Robots exclusion profile

    Very often, a page that is worth indexing contains information that is not intended for indexing.


    This is the fourth result for the query "here and there" on the hub

    And do not think that this applies only to navigation, which is repeated on each page. Probably, almost no one wants news feeds from other sites, ads, and very dynamic content to be indexed (“they are now on the site ...”). Someone would disable indexing of comments, and someone would like to hide the content of their posts to search engines and leave only the headings.

    In principle, the semantic web will not have such a problem; but each of us has a chance not to live to those bright times.

    It turns out that the solution has long existed: the Robot Exclusion Profile microformat .

    Here's how it should look:

    There once was a man from Nantucket…

    This page is not about pornography.

    * This source code was highlighted with Source Code Highlighter.

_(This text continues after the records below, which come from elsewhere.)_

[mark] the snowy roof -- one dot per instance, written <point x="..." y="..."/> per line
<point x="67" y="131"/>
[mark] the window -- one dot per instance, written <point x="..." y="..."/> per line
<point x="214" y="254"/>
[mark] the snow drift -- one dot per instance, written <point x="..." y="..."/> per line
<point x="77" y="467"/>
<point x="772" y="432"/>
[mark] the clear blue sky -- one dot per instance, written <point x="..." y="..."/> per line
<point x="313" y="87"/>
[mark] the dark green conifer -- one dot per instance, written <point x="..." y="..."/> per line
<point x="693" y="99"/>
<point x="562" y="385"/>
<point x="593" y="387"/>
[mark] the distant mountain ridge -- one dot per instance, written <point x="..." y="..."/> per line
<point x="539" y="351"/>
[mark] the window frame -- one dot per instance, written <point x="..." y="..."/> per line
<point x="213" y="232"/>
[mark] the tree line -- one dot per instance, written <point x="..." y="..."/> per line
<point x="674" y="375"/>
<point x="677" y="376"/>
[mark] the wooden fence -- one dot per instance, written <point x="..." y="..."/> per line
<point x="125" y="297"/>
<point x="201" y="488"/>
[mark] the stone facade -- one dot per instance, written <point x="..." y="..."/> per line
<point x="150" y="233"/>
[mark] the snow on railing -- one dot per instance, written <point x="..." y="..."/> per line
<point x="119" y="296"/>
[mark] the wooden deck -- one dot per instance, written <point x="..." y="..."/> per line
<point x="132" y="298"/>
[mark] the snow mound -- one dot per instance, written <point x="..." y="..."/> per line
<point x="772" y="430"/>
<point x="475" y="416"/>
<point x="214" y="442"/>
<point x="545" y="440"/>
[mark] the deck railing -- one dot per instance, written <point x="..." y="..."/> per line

    This tale is overshadowed by only one thing: as far as I know, at the moment the microformat is not finally accepted and is not supported by search engines.

    Someone who happens to be on Google Developer Day or Yandex Subbotniks, ask the developers if they would like to include at least draft in the algorithms of their search engine. :)

    PS If it is already possible to exclude part of the page from the index, please tell us about it.

    UPD: ProI know. But it violates the standard and is not perceived by Google.